3.3 A MORAL CRISTÃ E A PRÁTICA PEDAGÓGICA

O que caracterizava essencialmente a Igreja e a moral que trazia para o mundo, era o desprezo pelas alegrias deste mundo, pelo luxo material e moral; propunha substituir a alegria de viver pelas alegrias mais severas da renúncia. Nada mais natural que semelhante doutrina tivesse conseguido agradar ao Império Romano, cansado de longos séculos de hipercivilização. Só traduzia e consagrava o sentimento de saciedade e desgosto que, havia já muito tempo, trabalhava a sociedade romana e que o epicurismo e o estoicismo já haviam expressado à sua maneira. Tinham-se esgotado todos os prazeres a serem proporcionados pelos refinamentos da cultura; havia, pois, uma grande disposição para acolher, como sendo uma salvação, uma religião que vinha revelar aos homens uma fonte toda diferente de felicidade. (DURKHEIM, 1995, p.26)

A citação acima se remete ao período da idade média, bem como todas as nuances desse período, marcado pela passagem do paganismo ao cristianismo, cujo cristianismo se tornou marca indelével desse tempo, presente no Estado, na política e na educação.

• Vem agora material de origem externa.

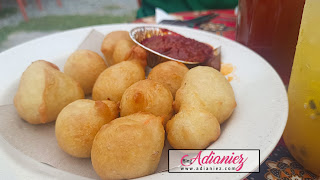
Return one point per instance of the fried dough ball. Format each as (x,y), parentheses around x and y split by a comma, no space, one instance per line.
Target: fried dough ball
(128,147)
(85,66)
(44,91)
(206,88)
(192,129)
(147,96)
(117,46)
(113,81)
(79,122)
(170,74)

O historiador inglês Edward Gibbon (1989) observa que o século V foi marcado por um triunfo rápido do cristianismo. O autor elenca alguns fatores para esse feito, que vai: “da doutrina de uma vida futura, valorizada por toda e qualquer circunstância ocasional que pudesse dar peso e eficácia a essa importante verdade” a “união e a disciplina da república cristã, que formou aos poucos um Estado independente que se desenvolveu no coração do império romano. (GIBBON, 1989, p.195).

No bojo da união entre poder civil e poder religioso, dá-se um número crescente de conversões dos povos bárbaros ao cristianismo, onde os mesmos abdicaram de suas divindades, crenças e religiões em prol dessa recente forma religiosa. Na esteira das conversões, da aliança entre Estado e Igreja, surge a necessidade de uma revisão da Paidéia grega, coadunado com a necessidade de inserir nesse contexto educativo a Fé cristã, que precisaria ser ensinada, como forma de consolidar e ampliar a ação da Igreja. A concepção da Paidéia grega, assim, é duramente criticada, e de certa forma invertida, pelos novos valores apresentados, César Nunes observa:

[...] A ideologia determinista do dom, como posse inata, e das potencialidades restritas aos estamentos antigos, foi duramente abalada pela ‘boa-nova’ de ‘todos os que n’Ele crerem, poderão ser salvos’, interpretando a máxima cristã ‘Ite, eunte omnes docete’, isto é, ‘Ide, ensinai a todos os povos’. Não podemos deixar de afirmar que o projeto pedagógico da expansão cristã partia de uma filosofia humanista e igualitária, sustentando, pela primeira vez, que todos poderiam ter acesso ao saber, conquanto todos poderiam aprender e, consequentemente, almejar a ‘salvação’. (NUNES, 2003, p.81)

Dessa feita, a Paidéia cristã tem dois grandes projetos educativos: a patrística e a escolástica. A patrística fundamenta-se em uma tarefa eminentemente apologética, ou seja, de

defesa da fé cristã. Essa missão apologética inicialmente gera uma rusga entre padres que não concordavam com inserção de textos filosóficos considerados por eles pagãos, onde o grande expoente dessa defesa é Tertuliano. Porém, outros padres defendem a incorporação de textos filosóficos na construção do conhecimento postulado pela patrística, e nessa corrente o ícone é Santo Agostinho.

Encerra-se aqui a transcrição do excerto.